There are two kinds of city on the precarious slopes of the global construction economy – those making the uphill climb and the rest heading down with singed feet.
London is somewhere between Melbourne and San Francisco. Madrid is nestling close to Auckland and Adelaide, but it's a very long way from Berlin. If you look at the world's major cities in terms of their position in the global construction cycle, geography goes right out the window.

If you're in construction and you do business in more than one country – or want to – you need to take note of the picture on the left. Based on reports from quantity surveyor Gardiner & Theobald's international offices, it shows which cities are swept up in the eternal boom–bust cycle – and which are stuck in the doldrums.

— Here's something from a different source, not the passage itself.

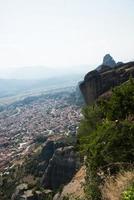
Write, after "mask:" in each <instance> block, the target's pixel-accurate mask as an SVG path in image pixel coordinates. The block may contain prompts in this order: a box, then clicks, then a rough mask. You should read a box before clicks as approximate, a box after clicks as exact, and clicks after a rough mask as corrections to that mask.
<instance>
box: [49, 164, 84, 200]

The picture is more than just a fanciful impression, however. It also provides clues to where these cities will be in a few years' time. Take San Francisco. In the late 1990s, when the internet boom was in full swing, builders in Silicon Valley had as much work as they could handle. Now, the area is in a downturn – but you wouldn't bet against it bouncing back in three years' time.

The importance of looking at the market city by city, rather than relying on national data, is clear in the case of, say, China. Talk to Neville Smith in G&T's Shanghai office, and you get a whiff of the heady optimism of the dotcom era; but HK Yu, his colleague in Hong Kong, reports that the former colony has been stuck in a rut ever since the British left in 1997.

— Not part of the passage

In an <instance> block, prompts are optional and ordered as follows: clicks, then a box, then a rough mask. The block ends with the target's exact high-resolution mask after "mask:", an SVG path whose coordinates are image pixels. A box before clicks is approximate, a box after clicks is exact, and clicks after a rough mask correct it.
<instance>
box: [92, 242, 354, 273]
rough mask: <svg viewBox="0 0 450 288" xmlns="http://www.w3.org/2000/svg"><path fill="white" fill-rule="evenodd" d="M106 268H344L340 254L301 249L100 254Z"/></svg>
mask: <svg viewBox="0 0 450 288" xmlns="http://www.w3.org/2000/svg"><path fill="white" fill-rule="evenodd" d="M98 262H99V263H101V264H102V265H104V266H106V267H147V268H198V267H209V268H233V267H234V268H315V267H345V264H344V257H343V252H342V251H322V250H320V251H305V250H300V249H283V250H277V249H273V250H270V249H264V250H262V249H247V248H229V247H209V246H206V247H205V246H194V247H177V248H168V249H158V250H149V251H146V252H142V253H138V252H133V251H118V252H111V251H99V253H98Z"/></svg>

Smith says: "There's lots and lots of commercial activity based on foreign direct investment. Many of the plans that were put on the table because of World Trade Organisation entry are now coming through. Take-up of office space is a lot higher than two years ago, and the expats are supporting the housing market. There are 200,000 now, but there could end up being as many as 700,000." What's more, Smith says, the whole of China's east coast is booming – the industrial city of Wuxi, for example, is "one big building site".

We’ve reached the bottom. New York has been hit harder than other parts of the USA

Andrew Mann, Gardiner & Theobald, New York

However, an increase in trade from the mainland is the only silver lining in Hong Kong's cloudy outlook. Yu says: "Hong Kong is probably at the trough of the economic cycle, with a record fiscal deficit, high unemployment, deflation and a very weak property market." A high vacancy rate in prime office locations is a deterrent to commercial development, and the abolition of a government-subsidised home ownership scheme last year put a further retarded a slow housing market. However, solid infrastructure spending and the construction of 20 hotels are taking the edge off the downturn, and there is the opening of Hong Kong Disneyland to look forward to in 2005 or 2006.

The rest of South-east Asia is on the up, according to Mike Betts, analyst at JP Morgan. The region's cement consumption, for example, has been rising 5-7% per year, and is expected to continue at that rate into 2004. Last year Thailand's cement consumption increased 18%, and Vietnam's increased 26%. Australia is the region's wild card. Betts says: "Australia is the most cyclical of any construction market – it goes from boom to bust in two years, then back again." Betts forecasts 2% growth in Australian output this year, following growth of 11% last year and a 9% contraction in 2001.

Europe is a mixed bag, with Madrid and Berlin at opposite ends of the cycle. Betts reckons Berlin and Frankfurt are still declining, and predicts a 2% drop in German construction output this year. He also says Paris' figures deteriorated in 2002 and will drop even further in 2003, although he believes they will turn the corner in 2004. He observes that Stockholm's performance was disappointing last year because the high-tech sector declined and housing failed to live up to expectations, but he still reckons that Sweden is further along the road to recovery than its southern neighbours.

The USA is going through a tough period, beset by the knock-on effects of a recent recession and lingering fears of a double dip. New York weighs heavily on the country's economy, not just because of the terror attacks of 9/11 but also because Wall Street, the beating heart of the all-important financial sector, is at a low ebb. "The market is substantially down on 9/11," says Andrew Mann in G&T's New York office. "The economy dropped dramatically, and companies' downsizing staff brought a lot of space onto the market. There's been a 20% drop in construction prices in the past two years."

But he adds that, for New York at least, there are better times around the corner. He says: "We've reached the bottom. New York has been hit harder than other parts of the country, but we feel the market will be coming back in late 2003."

So where does all this leave Britain? "Comparatively stable" is the stock answer from G&T's senior partner Roger Fidgen. He explains: "International conditions are unstable with turmoil in the Middle East, a weakening dollar and flat growth in Europe; compared with some of these uncertainties, the UK, although beset by a weakening investment market, seems comparatively stable." The spendthrift British public is keeping up demand for housing and retail developments, and the public sector is spending more and more on PFIs and urban regeneration. But Fidgen doesn't thank the government, which he says is wobbling on transport and infrastructure when it should be piling in to make up for years of underinvestment.